If the field intensity is strong or the number of photons is large, semi-classical Maxwell-
Schrödinger system is adopted to simulate the electromagnetic field-particle interaction,
where electromagnetic field is treated as a classical field interacting with the quantum
particles. The coupled Maxwell-Schrödinger system can be solved by a unified
Hamiltonian approach with a symplectic framework. Versatile interesting physical
phenomena involving Rabi-oscillation, radiative decay and shift, electromagnetically
induced transparency, saturable absorption, and high-harmonic generation can be
reproduced by the semi-classical framework.
If the field intensity is very weak or the number of photons is quite small, both particle
system and electromagnetic system must be quantized and classical Maxwell equation
breaks down. Regarding quantization of Maxwell equation in lossy and dispersive media,
the quantized field-matter-bath system is still an energy-conserving Hamiltonian system.
When the matter couples to a heat bath (environment), it loses energy to the bath;
simultaneously, the bath feeds the energy back to the matter system. This obeys the spirits
of thermal equilibrium, fluctuation-dissipation theorem, and detailed balance theory.

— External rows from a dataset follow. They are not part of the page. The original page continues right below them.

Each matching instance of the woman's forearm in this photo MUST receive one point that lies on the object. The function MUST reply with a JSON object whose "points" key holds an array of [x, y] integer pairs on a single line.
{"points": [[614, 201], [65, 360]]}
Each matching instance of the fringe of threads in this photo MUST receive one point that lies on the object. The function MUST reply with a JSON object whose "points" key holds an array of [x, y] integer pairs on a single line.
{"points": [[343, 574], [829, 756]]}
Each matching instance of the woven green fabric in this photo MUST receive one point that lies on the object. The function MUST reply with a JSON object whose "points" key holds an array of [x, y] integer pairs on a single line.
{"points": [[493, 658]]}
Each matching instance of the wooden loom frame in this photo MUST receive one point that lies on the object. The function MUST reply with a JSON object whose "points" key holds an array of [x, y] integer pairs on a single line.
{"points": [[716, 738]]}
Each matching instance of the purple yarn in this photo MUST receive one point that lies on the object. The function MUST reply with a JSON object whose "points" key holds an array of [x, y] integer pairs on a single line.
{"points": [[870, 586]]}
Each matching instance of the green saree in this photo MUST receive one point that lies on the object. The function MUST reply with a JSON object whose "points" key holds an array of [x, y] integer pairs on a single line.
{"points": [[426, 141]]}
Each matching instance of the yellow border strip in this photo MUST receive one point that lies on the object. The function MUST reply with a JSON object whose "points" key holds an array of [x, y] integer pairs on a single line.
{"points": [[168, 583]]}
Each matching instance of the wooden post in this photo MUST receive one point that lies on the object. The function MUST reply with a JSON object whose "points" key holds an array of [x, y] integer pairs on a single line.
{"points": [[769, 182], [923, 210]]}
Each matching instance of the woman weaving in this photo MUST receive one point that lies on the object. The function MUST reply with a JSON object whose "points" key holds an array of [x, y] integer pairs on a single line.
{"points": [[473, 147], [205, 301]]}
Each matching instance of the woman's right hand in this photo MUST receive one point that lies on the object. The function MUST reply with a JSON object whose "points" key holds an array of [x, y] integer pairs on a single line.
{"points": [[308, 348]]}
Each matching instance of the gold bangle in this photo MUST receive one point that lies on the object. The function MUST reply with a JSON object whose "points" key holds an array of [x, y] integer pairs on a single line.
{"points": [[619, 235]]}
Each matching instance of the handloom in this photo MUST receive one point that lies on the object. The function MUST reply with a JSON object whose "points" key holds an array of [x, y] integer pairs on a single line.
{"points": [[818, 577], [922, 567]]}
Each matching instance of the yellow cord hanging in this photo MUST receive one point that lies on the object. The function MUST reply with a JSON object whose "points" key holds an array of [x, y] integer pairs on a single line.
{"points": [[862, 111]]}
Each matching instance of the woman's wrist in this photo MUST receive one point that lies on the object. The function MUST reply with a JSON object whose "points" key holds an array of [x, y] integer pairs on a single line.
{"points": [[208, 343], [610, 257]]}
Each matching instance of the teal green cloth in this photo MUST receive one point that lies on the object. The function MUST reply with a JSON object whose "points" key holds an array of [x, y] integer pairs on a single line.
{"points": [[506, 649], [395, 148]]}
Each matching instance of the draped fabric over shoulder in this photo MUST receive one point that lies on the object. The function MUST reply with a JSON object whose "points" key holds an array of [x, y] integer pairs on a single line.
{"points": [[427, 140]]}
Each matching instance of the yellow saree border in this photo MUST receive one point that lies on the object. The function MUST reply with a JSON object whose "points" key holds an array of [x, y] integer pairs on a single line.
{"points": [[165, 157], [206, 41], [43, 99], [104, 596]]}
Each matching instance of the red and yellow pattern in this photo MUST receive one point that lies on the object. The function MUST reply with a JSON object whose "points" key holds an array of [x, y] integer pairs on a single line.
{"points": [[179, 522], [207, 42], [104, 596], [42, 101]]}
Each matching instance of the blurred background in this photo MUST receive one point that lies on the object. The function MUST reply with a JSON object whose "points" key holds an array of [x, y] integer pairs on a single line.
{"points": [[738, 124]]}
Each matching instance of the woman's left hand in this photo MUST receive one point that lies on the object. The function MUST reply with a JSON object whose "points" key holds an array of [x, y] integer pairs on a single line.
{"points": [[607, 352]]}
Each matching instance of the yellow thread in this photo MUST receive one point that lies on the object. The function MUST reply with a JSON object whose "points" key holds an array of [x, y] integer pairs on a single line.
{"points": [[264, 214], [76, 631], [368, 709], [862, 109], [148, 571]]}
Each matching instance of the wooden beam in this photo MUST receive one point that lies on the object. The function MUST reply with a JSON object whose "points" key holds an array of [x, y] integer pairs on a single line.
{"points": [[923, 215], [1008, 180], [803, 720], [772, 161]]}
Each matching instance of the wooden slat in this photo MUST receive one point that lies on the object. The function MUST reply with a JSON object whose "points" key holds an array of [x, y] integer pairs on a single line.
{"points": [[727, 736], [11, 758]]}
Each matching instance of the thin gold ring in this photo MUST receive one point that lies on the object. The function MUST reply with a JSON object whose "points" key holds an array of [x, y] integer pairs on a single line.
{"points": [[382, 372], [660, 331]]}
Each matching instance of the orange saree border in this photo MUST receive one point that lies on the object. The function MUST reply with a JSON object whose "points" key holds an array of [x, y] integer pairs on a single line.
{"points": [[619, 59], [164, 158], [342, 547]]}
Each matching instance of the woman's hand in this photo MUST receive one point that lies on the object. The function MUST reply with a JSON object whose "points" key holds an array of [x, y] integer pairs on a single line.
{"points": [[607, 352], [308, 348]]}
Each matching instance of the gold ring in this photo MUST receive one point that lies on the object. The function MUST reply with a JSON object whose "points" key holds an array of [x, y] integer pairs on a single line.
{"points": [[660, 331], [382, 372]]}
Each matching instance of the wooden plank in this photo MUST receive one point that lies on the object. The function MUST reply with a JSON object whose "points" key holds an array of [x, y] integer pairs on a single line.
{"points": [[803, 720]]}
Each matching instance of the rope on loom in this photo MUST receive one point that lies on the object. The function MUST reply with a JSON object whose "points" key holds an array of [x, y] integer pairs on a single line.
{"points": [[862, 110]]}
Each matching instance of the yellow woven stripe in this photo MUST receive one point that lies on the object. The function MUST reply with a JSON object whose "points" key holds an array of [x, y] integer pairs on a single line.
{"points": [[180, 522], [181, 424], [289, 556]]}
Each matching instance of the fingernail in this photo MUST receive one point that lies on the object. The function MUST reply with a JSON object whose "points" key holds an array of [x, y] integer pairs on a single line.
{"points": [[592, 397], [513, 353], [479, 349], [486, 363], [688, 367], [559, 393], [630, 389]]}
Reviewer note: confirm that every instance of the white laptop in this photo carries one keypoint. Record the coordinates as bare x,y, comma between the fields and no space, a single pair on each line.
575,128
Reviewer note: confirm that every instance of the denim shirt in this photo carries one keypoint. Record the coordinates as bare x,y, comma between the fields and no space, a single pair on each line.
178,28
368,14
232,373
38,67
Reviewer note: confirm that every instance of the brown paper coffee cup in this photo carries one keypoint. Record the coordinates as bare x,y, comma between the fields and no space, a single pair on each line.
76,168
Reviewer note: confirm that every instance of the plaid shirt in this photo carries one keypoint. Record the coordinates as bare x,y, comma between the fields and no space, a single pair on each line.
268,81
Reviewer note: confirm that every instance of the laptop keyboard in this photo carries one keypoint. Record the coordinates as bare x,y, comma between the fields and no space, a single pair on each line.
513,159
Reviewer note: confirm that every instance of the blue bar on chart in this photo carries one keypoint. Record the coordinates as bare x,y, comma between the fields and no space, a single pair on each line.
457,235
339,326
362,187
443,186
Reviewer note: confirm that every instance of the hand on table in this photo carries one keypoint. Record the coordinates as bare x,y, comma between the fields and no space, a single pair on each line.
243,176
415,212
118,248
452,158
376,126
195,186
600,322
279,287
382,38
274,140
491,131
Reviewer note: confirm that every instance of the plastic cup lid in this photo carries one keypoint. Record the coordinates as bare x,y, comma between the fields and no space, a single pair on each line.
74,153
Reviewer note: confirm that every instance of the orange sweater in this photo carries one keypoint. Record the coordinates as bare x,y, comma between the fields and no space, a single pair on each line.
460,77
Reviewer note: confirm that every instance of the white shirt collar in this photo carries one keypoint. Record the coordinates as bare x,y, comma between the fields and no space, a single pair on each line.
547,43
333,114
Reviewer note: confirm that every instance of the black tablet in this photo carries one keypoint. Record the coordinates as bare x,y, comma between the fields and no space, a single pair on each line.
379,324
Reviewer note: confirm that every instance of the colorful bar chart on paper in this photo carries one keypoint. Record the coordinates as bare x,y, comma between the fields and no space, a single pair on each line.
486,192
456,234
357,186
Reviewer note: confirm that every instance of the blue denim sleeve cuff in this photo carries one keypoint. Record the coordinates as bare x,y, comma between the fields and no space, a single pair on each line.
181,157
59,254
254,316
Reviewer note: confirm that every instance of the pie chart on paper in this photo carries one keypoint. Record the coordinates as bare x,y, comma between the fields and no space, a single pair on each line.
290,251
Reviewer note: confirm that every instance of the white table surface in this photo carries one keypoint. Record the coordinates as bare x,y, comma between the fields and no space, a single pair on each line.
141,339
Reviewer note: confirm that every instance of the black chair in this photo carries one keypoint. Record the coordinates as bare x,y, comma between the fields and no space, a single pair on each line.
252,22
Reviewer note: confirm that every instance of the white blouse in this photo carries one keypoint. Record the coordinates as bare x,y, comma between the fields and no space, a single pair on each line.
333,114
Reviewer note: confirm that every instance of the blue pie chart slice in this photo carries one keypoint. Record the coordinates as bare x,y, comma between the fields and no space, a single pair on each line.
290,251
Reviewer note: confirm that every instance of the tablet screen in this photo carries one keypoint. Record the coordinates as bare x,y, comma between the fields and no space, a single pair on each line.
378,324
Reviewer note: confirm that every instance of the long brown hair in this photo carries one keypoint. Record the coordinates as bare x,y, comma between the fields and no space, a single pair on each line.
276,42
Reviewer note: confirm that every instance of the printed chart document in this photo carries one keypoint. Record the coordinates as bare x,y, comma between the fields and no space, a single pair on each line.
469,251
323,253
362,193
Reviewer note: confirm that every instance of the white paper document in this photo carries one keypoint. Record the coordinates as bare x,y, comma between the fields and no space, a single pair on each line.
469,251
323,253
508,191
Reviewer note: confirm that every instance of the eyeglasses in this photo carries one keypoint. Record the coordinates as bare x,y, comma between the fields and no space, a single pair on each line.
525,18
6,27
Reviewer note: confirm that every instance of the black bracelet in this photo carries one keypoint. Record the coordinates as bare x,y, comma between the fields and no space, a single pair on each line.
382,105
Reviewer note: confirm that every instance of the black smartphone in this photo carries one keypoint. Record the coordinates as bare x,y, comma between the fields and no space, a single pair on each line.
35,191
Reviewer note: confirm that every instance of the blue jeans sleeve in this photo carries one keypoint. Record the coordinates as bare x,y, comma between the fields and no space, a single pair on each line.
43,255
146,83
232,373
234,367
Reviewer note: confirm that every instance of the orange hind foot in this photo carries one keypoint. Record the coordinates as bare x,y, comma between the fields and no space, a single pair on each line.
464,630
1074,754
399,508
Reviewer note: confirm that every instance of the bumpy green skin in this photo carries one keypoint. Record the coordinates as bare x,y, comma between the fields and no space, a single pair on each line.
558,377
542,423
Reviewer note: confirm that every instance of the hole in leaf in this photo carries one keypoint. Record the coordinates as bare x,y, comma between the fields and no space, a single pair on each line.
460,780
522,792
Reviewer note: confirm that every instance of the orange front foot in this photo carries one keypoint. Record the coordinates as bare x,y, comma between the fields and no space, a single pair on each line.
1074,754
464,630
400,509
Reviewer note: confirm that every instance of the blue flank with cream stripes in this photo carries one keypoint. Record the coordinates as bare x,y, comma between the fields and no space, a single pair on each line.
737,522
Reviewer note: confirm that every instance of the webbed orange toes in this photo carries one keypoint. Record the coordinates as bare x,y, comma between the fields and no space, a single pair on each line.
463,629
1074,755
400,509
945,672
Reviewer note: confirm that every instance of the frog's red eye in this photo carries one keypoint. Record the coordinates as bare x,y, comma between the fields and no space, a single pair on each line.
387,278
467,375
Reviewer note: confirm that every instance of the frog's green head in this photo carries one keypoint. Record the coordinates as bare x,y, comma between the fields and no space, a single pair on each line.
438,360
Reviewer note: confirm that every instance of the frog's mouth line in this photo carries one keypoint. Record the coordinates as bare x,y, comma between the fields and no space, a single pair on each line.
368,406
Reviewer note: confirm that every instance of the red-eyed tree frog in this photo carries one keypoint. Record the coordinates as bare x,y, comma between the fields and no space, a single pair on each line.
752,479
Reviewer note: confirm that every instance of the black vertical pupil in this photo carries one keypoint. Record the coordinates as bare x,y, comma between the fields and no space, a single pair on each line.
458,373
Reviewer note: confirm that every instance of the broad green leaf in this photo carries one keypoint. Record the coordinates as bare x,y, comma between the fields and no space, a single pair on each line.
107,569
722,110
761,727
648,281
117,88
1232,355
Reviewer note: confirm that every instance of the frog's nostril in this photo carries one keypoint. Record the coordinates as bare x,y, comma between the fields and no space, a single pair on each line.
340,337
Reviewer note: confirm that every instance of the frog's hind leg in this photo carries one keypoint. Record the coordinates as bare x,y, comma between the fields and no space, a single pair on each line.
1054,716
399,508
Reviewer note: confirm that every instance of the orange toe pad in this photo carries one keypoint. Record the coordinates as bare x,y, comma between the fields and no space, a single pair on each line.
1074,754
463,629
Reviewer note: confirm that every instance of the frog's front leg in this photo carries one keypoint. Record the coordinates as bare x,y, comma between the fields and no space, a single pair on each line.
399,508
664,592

As a
result, we could introduce the loss to the quantized field-matter system by regarding the
heat bath as a Langevin source or noise current. The use of ubiquitous Green’s function is
still present in the full quantum calculations, which find rich applications in a great amount
of cutting-edge problems, such as spontaneous emission, single photon detection, cavity
quantum electrodynamics, and quantum interference.